Turned over every morning, rain or snow,
to start your day? Kept you safe
all these years, mile after mile?
And I'm filled with guilt and say with feeling
You're absolutely right. You were the best. There'll never
be another you
, as I glance surreptitiously
at my cute new model sitting in the old car's space
in the garage and explain, You just got old. 
You're falling apart. And besides,
I say,
I've fallen in love. We're already living together.

And the old car looks like it might be wired
to explode. 

So I walk across the yard
and look at the new car,
and it occurs to me that before too long
the new car will be old, the suspension
will sag and things will fall off.
And like the lout who'll use up
his young fling and want to trade in again,
we'll deny that we've put on some miles ourselves,
dump this one in the shed and go shopping--

until someone lays a firm hand on our arms
and says Enough. You just can't drive any more.

I love this poem.  What an ending!  I considered sending it in a letter to my mom's friend, but thought, what if she got the wrong idea?  What if she thought I called her an old car?  I decided against it.  But her friendship with my mother reminds me of mine with a best friend from college who called out of the blue last night.
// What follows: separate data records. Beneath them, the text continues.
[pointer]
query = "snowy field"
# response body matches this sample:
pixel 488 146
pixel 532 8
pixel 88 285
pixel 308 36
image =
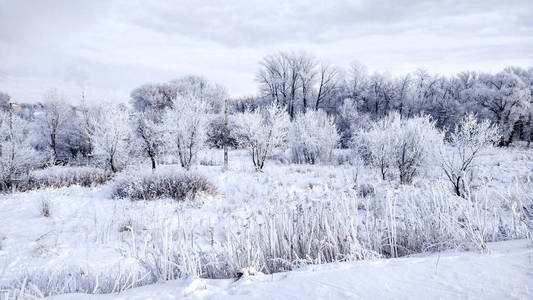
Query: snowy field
pixel 89 242
pixel 448 275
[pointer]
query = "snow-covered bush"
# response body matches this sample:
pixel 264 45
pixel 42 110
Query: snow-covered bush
pixel 112 136
pixel 16 153
pixel 408 145
pixel 62 176
pixel 162 184
pixel 313 136
pixel 262 131
pixel 469 138
pixel 150 135
pixel 186 126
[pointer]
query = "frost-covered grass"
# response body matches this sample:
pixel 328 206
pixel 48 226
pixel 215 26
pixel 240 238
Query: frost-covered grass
pixel 161 184
pixel 62 176
pixel 279 220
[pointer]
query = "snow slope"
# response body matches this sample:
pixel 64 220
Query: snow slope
pixel 505 273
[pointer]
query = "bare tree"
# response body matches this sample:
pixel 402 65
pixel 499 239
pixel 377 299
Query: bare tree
pixel 52 119
pixel 328 77
pixel 112 136
pixel 261 131
pixel 469 138
pixel 186 128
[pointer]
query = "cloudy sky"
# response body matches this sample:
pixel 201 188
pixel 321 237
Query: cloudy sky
pixel 110 47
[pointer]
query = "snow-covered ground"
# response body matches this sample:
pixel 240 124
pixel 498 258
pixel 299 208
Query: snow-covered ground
pixel 505 273
pixel 89 233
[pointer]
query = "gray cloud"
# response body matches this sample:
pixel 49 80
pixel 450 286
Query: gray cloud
pixel 112 46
I was ecstatic to see her name on my caller i.d., and surprised.  "Is everything okay?" I asked.  "Of course," she said.  "I just called to say hi." My gut fear that something was wrong reminded me of what I had discovered earlier in the day: I've been moving too fast. 

It's a cozy rainy morning and my dog has been oversleeping lately.  Because the dog is my alarm clock, I have been oversleeping too.  But rather than feel guilty or even sheepish about it, I am taking this opportunity to catch up on Nothingness, or the cozy Somethingness that is: blankets, the rain outside, sweet stacks of books and lamp light throughout the house.  Though I have been fighting the concept rigorously, I am finally surrendering to a post-vacation rest. 

In the spirit of paying attention, I will post a few pictures of the tiny moments that have been arresting my buzzing mind, bringing me back to the blissful physicality of the present tense. 

Picture 1
My gray-faced dog
who paws at me continuously since I arrived home, bringing the much-needed message: Enough with your agenda already!  Let's play.



Picture 2
A front-hall composition, complete with shiny little hatchet my husband (inexplicably) deposited there.



Picture 3
Naked baby pic!  This is my nephew who, through shrill and explosive laughter, relentless requests fruits and vegetables, and a curious addiction (discovered last week) to kale green smoothies,
brings me back to the present in nano-seconds, settling into the abundance that is



The photos are all a little blurry, but, I admit it!  I kind of like it that way.